Hari Antikekerasan terhadap Perempuan, KSP Tegaskan Pemerintah Dukung RUU TPKS
Reporter
Dewi Nurita
Editor
Eko Ari Wibowo
Kamis, 25 November 2021 14:31 WIB
TEMPO.CO, Jakarta - Deputi V Kantor Staf Presiden (KSP) Jaleswari Pramodhawardani menegaskan dukungan pemerintah dalam proses pembentukan Rancangan Undang-Undang Tindak Pidana Kekerasan Seksual (RUU TPKS).
"Keberadaan UU TPKS menjadi salah satu terobosan penting untuk dapat memberikan sanksi hukum bagi kekerasan seksual yang semakin beragam bentuk, masuk dalam berbagai ruang kehidupan, dan eskalasinya," ujar Jaleswari lewat keterangan tertulis dalam momentum Hari Antikekerasan terhadap Perempuan Sedunia, Kamis, 25 November 2021.

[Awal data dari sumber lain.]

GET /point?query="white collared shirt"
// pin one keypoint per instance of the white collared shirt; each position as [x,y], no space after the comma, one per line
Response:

Jaleswari menyebut Presiden Joko Widodo dan pemerintah berkomitmen memastikan pemajuan dan perlindungan hak perempuan Indonesia. “Tidak boleh ada diskriminasi, tidak boleh ada kekerasan terhadap perempuan dimanapun. Ini merupakan momentum yang sangat tepat bagi kita bersama-sama menyuarakan kampanye positif melawan kekerasan terhadap perempuan," kata Jaleswari.
Hak-hak perempuan adalah bagian integral dari prinsip hak asasi manusia yang termaktub pada Deklarasi Universal Hak Asasi Manusia. Namun demikian, ujar dia, dalam praktiknya perempuan masih menjadi target dari kekerasan yang khas berbasis gender dan relasi kuasa yang timpang.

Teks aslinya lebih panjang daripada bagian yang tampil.